Genetic Algoritms
The effects of poolsize and domainsize on the time to solve.
This article is a work in progress. If you
would like to comment or have a question
you can contact me at
(a bit smudged to prevent
automatic harvesting of mail adresses).
Introduction
Genetic algorithms are able to solve many optimization problems and excel in areas where the optimization criteria are many or complex. In the last decade of the 20th century they were quite populair but currently it is difficult to find the sort of practical information that is of interest to programmers. This article aims to provide some insight into the behaviour of a genetic algoritm and specifically to help the programmer to make an educated guess for parameters like e.g. poolsize, retention fraction, etc.
This not a rigorously checked scientific work, but were possible relevant references are given. Furthermore as explained below, this not a toy problem and the source code (in python) is available.
Definition of terms
Like any field of expertise genetic algoritms come with a lingo of their own. A short definition of commonly used terms is therefor usefull.
- Poolsize
- The number of possible solutions simultaneously under consideration
- Domainsize
- The number of variables in a single solution
- Rentention fraction
- The fraction of the best solutions that is used to generate new solutions.
The problem domain
The problem domain chosen is the rostering of classes in a fair sized highschool. With typically fifty or sixty classes each doing up to ten subjects teached by different teachers and with not all classroons suitable for every subject, this is not a task easily undertaken 'by hand'. The task is even more involved if we want to take into account that classes should not have the same subject two hours in a row or have a an 'empty' hour.
Poolsize
If the size of the pool of possible solutions increases the time-to-solve is espected to decrease. However, the time-to-solve is defined as the number of generations neccessary to find a perfect solution and although this number may decrease as the poolsize increases, the time to compute a single generation will certainly increase with the poolsize so to find an optimal size we must know the exact relation, e.g. is it linear.

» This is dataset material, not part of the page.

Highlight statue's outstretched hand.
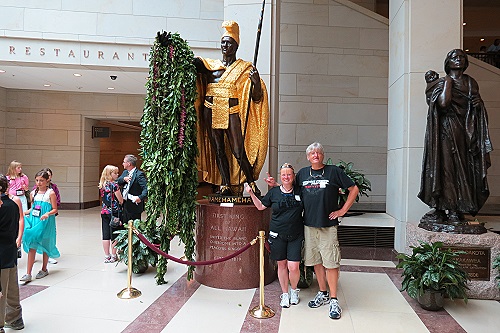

It is clear that increasing the poolsize does decrease the time to solve but the effect is less than linear. The effect is more pronounced for lower retention fractions.
Domainsize
If the number of classes increases, how will the time-to-solve change if we keep the poolsize constant. We conjecture that this relation will not be linear. We expect that uith an increasing number of classes the time to solve will depend less than linear since changes might easier benefit a class. We think this analogous to the behaviour of sorting lists: a list two times longer does generally not take twice as mwch time to sort (*weak argument*)
Retention fraction
Does it matter what fraction of of the population is retained from generation to generation?
From the illustration emerges an almost linear relation on the retention fraction. This might suggest that any positive contribution of the crossover operator is minimal.
When we produce new schemas from the fraction we retained by crossover or mutation, does it make a difference what the selection probability is from within this set? (e.g. uniform or proportional to the fitness of an individual)
Discussion
Problem size
Contrary to our expectations the time to solve shows an almost linear dependency on the problemsize. The question now is whether our generative algorithm is able to profit from an increasing problemsize.
There are two important parts to the algorithm: mixing (crossover) of offspring of two fit parents and generating new offspring from a single fit parent by mutations.